Josep Maria Triginer Fernández (11 June 1943 – 9 January 2026) was a Spanish politician activist.

==Life and career==
Triginer was born in Agramunt, Spain, on 11 June 1943. In 1961, he studied industrial engineering in Terrassa and joined the Socialist Youth of Spain in 1962. He became the first secretary of Catalan Federation of the PSOE. Alongside his political activity, he worked for other companies around Spain.

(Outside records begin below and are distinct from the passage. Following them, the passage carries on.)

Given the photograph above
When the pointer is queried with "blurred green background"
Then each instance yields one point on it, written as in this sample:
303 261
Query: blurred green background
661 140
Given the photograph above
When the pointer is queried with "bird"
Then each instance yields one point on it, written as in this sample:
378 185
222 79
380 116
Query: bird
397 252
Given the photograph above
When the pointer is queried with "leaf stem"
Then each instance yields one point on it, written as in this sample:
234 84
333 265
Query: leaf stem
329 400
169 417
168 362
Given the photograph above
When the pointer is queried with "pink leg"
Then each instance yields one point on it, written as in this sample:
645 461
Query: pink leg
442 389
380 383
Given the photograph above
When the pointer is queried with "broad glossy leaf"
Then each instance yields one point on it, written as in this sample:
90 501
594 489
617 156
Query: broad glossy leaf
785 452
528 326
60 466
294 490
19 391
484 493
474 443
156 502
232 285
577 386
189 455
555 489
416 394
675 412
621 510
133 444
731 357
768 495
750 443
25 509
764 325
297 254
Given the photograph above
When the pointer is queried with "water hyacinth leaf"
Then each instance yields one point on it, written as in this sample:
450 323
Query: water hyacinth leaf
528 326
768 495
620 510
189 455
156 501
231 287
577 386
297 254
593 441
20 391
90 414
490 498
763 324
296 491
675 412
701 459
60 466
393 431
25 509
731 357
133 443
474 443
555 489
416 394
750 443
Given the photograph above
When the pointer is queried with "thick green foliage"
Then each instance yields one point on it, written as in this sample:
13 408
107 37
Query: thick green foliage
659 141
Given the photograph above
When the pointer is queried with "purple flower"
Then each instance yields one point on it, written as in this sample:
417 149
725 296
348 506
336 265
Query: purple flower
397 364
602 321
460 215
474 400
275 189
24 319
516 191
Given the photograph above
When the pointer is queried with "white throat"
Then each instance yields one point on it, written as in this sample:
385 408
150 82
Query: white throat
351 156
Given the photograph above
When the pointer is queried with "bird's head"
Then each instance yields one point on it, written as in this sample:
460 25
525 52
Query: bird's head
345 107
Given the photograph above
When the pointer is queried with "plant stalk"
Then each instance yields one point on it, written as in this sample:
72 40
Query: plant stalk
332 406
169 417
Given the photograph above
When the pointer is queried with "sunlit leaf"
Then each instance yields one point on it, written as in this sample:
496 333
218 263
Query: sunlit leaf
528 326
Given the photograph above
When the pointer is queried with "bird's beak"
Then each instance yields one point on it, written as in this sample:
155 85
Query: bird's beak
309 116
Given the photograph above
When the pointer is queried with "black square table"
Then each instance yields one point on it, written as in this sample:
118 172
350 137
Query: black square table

Triginer played a prominent role in the negotiations that led to the formation of a unified socialist candidacy for the 1977 Spanish general election. When all the Catalan socialist branches finally united to form Socialists' Party of Catalonia, Triginer became one of its members. He also represented the PSC at the signing of the Moncloa Pacts. In 1978, he was the member of the Commission of Twenty, which in 1978 was responsible for drafting the Statute of Catalonia at the Sau Parador, in the Les Masies de Roda, in Osona.

He was a minister in the Provisional Generalitat between 1977 and 1980, as well as a deputy for the province of Barcelona in 1977, 1979, 1982 and 1986 which he was 2nd on the PSOE list, after Joan Reventós. He later left politics in 1993.

Triginer died in Barcelona on 9 January 2026, at the age of 82.